Wir haben Sie gewarnt!

Auch das politische Experiment ist gescheitert. Wissen Sie, worum es bei diesem Experiment ging? Man wollte sehen, ob man die Europäer mit wirtschaftlichen Mitteln – und gegen ihren Willen – in eine noch engere Union zwingen kann, da alle politischen Mittel versagten.

Jedes Mal, wenn die europäischen Völker gegen eine weitere Integration stimmten, wurden die jeweiligen Regierungen aufgefordert, es erneut zu versuchen. Das passierte 1992 in Dänemark und gleich zweimal, 2001 und 2008, in Irland. Die Bürger haben beim Referendum die falsche Antwort angekreuzt, also musste die Regierung erneut abstimmen lassen.

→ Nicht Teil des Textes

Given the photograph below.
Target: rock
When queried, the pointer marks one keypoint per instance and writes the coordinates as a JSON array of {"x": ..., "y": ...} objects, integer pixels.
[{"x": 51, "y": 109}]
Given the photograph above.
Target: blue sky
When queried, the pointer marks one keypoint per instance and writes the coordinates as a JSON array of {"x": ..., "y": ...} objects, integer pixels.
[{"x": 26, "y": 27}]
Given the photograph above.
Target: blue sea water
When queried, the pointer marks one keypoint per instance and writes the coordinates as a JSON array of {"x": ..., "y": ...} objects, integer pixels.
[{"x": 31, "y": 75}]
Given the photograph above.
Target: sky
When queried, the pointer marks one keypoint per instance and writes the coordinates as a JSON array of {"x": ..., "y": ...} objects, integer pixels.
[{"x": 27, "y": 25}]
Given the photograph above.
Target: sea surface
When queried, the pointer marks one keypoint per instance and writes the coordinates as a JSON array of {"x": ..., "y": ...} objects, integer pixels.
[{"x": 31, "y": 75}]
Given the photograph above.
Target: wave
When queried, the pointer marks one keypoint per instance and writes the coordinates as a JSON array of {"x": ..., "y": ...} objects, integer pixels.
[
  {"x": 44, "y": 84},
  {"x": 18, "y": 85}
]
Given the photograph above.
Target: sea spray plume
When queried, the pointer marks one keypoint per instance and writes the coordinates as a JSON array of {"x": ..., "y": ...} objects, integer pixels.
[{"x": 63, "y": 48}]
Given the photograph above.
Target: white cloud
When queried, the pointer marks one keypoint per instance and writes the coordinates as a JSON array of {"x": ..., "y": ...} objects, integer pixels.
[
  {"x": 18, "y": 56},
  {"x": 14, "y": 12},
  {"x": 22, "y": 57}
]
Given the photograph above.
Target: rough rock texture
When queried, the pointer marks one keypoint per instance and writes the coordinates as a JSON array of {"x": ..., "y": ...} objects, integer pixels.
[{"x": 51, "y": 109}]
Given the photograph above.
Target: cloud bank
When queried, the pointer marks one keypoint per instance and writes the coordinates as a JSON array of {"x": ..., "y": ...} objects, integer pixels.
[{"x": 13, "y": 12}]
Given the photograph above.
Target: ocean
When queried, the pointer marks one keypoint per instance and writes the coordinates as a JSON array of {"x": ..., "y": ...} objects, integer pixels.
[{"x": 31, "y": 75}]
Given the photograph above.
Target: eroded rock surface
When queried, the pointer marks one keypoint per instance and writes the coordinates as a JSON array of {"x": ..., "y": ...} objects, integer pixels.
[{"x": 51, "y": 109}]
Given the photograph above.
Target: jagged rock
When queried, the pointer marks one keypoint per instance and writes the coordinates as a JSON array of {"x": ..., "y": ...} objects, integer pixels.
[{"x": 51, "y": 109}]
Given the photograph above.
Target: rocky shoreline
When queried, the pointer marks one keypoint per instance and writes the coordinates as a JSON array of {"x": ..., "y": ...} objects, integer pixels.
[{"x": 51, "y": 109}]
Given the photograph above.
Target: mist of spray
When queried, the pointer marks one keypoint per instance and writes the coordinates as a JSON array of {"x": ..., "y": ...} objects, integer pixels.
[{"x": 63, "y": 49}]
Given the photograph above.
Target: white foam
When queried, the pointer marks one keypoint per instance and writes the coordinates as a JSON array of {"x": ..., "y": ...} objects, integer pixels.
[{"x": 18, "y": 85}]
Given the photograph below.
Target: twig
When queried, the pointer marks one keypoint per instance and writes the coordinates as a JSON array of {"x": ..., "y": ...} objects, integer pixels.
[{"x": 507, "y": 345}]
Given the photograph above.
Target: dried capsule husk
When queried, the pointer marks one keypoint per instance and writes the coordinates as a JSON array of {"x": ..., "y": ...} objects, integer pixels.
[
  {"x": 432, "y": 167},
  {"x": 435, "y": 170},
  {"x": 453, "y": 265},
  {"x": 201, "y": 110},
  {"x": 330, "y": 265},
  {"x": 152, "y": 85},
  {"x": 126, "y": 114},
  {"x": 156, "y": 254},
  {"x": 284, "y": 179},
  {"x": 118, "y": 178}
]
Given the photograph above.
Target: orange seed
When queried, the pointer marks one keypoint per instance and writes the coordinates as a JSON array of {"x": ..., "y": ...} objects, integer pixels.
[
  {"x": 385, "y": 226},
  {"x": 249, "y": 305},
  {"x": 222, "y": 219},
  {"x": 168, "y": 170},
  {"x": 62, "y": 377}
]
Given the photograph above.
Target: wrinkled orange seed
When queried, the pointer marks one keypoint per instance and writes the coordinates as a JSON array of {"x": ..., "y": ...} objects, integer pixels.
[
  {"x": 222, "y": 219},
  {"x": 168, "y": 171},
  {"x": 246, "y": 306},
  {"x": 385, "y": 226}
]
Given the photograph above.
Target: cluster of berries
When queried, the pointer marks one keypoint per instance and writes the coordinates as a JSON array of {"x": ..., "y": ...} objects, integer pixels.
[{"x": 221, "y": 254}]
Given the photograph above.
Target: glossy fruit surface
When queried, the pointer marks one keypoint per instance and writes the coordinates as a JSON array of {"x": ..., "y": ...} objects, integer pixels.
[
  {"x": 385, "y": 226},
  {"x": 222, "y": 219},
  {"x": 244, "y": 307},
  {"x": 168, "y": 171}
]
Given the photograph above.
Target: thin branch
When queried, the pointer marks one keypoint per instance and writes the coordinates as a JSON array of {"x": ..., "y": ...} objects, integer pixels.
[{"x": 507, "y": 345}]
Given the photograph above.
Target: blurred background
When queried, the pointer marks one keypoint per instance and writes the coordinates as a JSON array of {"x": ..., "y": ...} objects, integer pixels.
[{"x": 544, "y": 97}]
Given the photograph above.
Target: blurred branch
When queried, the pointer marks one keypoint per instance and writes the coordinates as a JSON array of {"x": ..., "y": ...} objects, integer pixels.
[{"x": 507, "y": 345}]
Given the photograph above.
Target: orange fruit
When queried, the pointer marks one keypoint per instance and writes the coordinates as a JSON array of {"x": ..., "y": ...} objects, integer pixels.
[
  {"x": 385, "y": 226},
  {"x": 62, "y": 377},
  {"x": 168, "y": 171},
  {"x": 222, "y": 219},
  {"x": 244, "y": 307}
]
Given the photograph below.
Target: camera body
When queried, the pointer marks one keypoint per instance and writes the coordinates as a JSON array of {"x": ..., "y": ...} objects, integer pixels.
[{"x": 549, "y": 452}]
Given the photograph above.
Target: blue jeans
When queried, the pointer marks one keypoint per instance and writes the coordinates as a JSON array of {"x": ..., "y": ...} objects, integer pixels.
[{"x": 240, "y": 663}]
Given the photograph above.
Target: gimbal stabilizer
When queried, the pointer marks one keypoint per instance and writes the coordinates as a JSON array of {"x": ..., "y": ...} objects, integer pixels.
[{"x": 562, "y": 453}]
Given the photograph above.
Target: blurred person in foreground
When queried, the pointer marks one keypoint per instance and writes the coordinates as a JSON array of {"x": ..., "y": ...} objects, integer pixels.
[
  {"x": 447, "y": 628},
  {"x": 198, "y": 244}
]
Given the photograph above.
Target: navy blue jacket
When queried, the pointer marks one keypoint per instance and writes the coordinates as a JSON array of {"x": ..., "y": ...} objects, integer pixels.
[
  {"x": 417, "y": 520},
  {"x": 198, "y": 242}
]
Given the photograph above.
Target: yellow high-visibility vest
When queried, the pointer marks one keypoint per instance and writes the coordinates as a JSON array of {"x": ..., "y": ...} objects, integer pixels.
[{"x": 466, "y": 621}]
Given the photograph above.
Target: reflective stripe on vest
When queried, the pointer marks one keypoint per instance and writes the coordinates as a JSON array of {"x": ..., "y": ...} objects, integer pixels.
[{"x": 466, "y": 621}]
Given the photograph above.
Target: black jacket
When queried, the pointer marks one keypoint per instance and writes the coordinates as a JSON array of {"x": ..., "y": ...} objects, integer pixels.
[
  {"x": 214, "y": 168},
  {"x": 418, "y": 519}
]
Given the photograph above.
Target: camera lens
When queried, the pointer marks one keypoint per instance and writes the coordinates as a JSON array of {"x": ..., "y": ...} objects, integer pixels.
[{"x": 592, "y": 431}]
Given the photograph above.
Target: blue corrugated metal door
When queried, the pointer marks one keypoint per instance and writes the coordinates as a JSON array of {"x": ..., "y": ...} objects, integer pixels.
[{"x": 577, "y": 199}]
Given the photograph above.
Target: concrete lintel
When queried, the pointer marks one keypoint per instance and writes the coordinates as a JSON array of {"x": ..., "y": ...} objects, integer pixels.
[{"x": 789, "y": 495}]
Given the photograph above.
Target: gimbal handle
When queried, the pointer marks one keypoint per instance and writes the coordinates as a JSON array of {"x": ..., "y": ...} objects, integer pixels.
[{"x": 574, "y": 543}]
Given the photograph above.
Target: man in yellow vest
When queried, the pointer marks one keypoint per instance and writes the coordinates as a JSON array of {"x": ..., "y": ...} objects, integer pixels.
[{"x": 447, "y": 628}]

Das Projekt ist gescheitert, weil es seine politische Legitimität verloren hat. Das gilt nicht nur für Griechenland, sondern für eine europäische Regierung nach der anderen. Dreizehn von ihnen sind schon der seit zwei Jahren andauernden Krise zum Opfer gefallen. In den nächsten Monaten werden noch mehr folgen.

Kein Gegengewicht zu den USA

Das europäische Experiment hat schlussendlich auch in geopolitischer Hinsicht versagt. Die Europäische Union sollte ein Gegengewicht zu den USA darstellen. Können Sie sich noch an die Rede Jacques Poos’ 1991 über die „Stunde Europas” erinnern, als er ankündigte, dass Europa den Krieg in Bosnien beenden wird [Er sagte das derzeit nach Ausbruch des Krieges in Slowenien und Kroatien]? Ja, das war 1991. Aber in diesem Krieg starben hunderttausend Menschen, 2,2 Millionen wurden vertrieben und der Konflikt fand erst ein Ende, als die USA einschritten und das Chaos in Ordnung brachten.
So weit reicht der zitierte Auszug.